スマホのアラームが鳴ったので止めて準備を始める。

今日は依頼には行かずに国内の散策をしながらあの兄妹の元に行く予定だ。

朝食を済ませて宿を出るとすぐに国の中心部へと向かった。

ラテゼ魔工皇国の中心部には国内で起きた事件やお知らせを貼る掲示板があり、国内にいる人達はほぼ毎日その掲示板に立ち寄っている。

分かりやすく言うと前世での新聞が公の広間に貼られているようなものだ。

 

「さーて、何かあったかなぁ?」

 

掲示板を見ていく。

 

【各国行きの馬車運行状況】

 

【アイアンアント、増殖を確認】

 

【貴金属店にて窃盗、レッドルビーの仕業か!?】

 

【ダックベアの毛皮高額買取のお知らせ】

 

【パイプ破損につき、一部地域の蒸気止めのお知らせ】

 

…特に俺が気になる内容のは無かった。

それにしてもこの中心地はかなり活気に溢れている。

そりゃそうだ。

住宅エリアと産業エリアが交わる所なんだ。

煤や灰で汚れた作業着を着ている人、紙袋一杯に商品を詰め込んで歩いてる人、朝から発泡酒を飲んでいる人等様々だ。

 

「こういう異世界感あるのもいいねぇ」

 

アイルミロクのようなザ・異世界感溢れる街並みも良かったがラテゼ魔工皇国のような少し技術が進歩した街並みも中々いい。

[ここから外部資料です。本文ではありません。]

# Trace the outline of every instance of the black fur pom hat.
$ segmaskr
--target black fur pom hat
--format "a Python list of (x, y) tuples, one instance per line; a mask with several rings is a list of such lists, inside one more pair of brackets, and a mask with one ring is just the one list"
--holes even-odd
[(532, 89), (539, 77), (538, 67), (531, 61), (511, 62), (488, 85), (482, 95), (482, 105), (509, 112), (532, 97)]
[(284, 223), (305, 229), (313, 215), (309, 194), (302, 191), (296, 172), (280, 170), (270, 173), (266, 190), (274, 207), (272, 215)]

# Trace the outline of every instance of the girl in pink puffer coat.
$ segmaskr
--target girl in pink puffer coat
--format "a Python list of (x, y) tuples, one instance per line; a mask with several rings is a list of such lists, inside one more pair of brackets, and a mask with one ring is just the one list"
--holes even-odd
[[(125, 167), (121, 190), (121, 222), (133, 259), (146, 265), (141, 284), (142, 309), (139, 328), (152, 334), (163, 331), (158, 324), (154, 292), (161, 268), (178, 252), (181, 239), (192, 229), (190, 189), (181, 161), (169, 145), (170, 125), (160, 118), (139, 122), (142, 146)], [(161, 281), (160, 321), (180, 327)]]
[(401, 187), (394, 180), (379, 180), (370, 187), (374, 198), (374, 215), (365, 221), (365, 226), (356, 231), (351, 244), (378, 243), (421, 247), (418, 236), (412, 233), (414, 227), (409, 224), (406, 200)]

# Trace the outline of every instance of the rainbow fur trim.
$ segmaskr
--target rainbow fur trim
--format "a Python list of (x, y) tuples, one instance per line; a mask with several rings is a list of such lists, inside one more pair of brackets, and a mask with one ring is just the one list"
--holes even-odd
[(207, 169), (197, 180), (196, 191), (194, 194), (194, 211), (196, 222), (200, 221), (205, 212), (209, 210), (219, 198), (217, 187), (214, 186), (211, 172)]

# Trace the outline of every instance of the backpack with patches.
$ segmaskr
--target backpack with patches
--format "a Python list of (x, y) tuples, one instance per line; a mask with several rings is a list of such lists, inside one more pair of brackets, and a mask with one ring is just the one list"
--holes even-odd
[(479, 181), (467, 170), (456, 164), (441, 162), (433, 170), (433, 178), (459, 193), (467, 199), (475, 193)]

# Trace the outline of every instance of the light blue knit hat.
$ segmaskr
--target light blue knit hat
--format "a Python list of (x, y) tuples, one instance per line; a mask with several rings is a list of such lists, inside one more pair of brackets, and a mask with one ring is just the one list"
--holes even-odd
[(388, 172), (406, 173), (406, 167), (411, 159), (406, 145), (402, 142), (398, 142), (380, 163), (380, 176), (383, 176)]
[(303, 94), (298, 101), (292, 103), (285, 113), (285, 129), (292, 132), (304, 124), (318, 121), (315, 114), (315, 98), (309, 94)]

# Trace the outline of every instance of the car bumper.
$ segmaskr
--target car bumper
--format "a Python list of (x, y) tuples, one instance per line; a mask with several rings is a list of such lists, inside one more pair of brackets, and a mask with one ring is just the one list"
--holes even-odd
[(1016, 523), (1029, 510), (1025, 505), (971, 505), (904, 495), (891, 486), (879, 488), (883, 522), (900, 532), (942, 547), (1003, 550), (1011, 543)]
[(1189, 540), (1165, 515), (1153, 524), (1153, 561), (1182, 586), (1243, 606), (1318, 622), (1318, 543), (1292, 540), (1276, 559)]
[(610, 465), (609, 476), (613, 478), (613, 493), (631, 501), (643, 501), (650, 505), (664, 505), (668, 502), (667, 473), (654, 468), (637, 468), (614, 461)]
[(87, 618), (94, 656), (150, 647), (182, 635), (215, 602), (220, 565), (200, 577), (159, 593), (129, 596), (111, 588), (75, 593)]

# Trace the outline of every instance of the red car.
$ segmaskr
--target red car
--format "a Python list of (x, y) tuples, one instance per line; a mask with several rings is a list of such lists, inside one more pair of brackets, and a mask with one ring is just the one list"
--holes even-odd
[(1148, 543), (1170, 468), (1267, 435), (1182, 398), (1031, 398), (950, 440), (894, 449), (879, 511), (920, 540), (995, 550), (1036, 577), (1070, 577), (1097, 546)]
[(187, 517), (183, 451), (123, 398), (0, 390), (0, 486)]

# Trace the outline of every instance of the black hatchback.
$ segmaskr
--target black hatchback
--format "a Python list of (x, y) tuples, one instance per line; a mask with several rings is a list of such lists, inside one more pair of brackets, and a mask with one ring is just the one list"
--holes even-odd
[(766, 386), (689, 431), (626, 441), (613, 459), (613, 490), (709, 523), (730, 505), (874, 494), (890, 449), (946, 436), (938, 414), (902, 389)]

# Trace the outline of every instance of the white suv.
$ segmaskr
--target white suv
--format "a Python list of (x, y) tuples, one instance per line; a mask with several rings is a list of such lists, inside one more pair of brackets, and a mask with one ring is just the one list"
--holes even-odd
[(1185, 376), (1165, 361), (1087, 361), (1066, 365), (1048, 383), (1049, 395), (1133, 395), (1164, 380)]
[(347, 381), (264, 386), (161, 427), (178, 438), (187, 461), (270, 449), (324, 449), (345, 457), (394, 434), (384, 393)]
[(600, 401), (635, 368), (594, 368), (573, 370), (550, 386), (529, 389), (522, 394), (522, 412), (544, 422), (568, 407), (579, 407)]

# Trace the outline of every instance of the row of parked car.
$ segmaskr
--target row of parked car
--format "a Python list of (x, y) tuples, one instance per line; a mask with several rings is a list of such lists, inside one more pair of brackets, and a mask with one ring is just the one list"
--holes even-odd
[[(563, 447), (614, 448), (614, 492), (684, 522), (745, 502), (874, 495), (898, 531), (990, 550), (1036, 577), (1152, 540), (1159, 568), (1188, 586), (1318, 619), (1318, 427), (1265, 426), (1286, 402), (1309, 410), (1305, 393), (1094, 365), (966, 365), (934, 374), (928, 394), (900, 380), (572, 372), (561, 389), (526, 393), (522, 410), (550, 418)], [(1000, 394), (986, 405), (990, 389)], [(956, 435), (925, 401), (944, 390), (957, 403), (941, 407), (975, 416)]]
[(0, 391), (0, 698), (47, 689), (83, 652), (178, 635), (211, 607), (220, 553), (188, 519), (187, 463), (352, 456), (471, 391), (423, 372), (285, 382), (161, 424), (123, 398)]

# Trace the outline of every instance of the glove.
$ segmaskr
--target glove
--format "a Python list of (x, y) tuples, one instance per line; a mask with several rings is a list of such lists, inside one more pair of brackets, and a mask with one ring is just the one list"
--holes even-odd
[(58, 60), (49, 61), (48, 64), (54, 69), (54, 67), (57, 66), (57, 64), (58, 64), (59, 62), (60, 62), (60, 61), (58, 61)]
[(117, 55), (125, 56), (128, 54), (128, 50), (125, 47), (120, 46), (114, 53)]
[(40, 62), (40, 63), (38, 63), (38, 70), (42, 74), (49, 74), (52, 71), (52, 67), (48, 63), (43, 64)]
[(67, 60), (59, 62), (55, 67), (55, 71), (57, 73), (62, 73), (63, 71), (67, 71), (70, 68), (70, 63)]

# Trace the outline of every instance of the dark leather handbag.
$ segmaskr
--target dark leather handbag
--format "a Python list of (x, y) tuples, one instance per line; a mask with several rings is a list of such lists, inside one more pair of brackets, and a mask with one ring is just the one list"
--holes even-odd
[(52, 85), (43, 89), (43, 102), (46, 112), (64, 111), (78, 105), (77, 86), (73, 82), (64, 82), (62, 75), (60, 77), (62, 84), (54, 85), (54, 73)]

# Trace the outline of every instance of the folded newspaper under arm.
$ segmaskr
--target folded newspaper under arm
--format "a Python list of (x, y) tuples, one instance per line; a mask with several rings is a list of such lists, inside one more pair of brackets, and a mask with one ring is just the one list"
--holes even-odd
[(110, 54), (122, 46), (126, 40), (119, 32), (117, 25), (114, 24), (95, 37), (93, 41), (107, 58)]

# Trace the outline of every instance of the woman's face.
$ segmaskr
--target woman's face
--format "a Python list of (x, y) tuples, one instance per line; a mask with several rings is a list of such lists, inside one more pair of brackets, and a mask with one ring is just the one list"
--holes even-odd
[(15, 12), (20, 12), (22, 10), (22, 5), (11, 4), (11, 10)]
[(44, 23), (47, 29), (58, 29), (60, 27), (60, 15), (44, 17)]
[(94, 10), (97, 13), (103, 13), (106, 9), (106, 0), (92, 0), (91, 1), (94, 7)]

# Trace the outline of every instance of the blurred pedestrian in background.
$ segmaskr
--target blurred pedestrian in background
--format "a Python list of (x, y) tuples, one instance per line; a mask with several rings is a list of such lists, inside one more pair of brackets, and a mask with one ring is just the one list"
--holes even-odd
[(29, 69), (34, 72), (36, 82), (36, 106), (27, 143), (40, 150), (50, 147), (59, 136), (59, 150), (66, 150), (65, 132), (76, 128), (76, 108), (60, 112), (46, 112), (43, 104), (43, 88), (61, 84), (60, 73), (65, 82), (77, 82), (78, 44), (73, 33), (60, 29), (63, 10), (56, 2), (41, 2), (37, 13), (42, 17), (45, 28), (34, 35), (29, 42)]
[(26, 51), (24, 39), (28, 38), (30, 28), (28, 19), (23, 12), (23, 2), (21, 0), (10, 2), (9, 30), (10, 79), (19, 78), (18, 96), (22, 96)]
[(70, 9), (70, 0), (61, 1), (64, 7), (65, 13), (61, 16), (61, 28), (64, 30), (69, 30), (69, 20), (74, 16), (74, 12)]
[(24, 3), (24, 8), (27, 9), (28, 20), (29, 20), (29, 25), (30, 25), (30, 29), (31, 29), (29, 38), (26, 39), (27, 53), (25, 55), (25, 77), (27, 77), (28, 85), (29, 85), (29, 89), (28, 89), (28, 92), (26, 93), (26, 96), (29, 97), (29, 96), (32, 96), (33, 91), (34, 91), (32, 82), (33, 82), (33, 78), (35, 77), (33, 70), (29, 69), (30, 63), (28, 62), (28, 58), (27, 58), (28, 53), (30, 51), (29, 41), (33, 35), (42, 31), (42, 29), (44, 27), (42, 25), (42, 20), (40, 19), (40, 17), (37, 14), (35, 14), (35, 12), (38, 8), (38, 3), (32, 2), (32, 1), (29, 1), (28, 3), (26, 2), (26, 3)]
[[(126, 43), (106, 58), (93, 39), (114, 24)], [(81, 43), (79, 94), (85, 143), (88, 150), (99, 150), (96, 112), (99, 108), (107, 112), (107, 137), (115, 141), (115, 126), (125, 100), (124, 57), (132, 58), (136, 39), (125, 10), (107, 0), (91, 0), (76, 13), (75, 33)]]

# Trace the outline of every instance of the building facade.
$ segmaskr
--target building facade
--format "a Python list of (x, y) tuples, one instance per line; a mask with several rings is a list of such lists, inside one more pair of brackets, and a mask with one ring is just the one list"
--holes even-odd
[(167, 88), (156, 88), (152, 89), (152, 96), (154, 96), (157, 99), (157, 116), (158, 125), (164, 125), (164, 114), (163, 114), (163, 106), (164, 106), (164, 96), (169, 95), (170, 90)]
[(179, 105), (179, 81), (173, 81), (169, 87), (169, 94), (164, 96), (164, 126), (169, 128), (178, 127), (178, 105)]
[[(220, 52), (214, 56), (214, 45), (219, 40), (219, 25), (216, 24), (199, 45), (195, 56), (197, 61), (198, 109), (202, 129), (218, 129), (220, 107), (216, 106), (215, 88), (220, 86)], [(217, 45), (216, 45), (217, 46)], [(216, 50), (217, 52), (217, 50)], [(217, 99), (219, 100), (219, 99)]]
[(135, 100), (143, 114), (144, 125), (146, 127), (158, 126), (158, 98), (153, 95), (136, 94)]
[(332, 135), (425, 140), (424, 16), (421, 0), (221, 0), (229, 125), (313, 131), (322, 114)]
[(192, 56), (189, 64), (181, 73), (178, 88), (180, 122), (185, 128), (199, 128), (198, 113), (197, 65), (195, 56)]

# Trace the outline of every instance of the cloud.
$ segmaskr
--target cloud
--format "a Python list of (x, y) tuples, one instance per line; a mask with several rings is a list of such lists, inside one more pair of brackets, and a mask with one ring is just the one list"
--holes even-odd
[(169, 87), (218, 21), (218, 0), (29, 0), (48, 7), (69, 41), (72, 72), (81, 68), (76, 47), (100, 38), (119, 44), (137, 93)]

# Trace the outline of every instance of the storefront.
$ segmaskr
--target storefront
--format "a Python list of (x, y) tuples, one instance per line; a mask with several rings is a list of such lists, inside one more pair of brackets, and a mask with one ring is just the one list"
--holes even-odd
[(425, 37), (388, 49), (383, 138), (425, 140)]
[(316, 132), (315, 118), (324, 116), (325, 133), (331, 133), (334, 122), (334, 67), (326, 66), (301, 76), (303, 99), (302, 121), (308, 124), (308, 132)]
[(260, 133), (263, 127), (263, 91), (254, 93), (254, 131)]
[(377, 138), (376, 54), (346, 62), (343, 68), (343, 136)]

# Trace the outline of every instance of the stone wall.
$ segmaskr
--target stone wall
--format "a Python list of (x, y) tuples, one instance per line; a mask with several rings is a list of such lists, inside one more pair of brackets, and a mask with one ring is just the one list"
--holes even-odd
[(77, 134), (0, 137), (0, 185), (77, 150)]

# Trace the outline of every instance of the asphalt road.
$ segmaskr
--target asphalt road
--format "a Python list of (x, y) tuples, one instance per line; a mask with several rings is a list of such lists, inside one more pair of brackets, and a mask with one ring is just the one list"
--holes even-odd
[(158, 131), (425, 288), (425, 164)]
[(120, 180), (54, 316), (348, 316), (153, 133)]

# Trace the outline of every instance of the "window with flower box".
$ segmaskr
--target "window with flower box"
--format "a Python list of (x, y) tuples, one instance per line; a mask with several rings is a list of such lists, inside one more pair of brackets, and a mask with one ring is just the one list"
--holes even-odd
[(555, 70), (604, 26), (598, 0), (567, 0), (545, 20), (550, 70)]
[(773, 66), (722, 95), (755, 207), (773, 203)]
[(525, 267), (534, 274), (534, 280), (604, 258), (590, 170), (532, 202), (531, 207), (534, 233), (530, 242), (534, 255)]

人々が行き交う様子を見た所で、散歩しながら俺は例の兄妹の様子を見に行く事にした。

 

 

◆◇◆◇◆◇

 

 

「さーて、受け入れてくれるかどうか…」

 

個人的にかなり不安だった。

けど彼等には既に2回会っている。

そしてその2回目はある程度敵では無い事を示せたはずだ…と思う。

兄妹がいる路地に着くといつものように妹が入口前で座り込んでいた。

俺がゆっくり近付くと妹も俺に気付き、怯える様子を見せながらもギュッと座る姿勢を強くした。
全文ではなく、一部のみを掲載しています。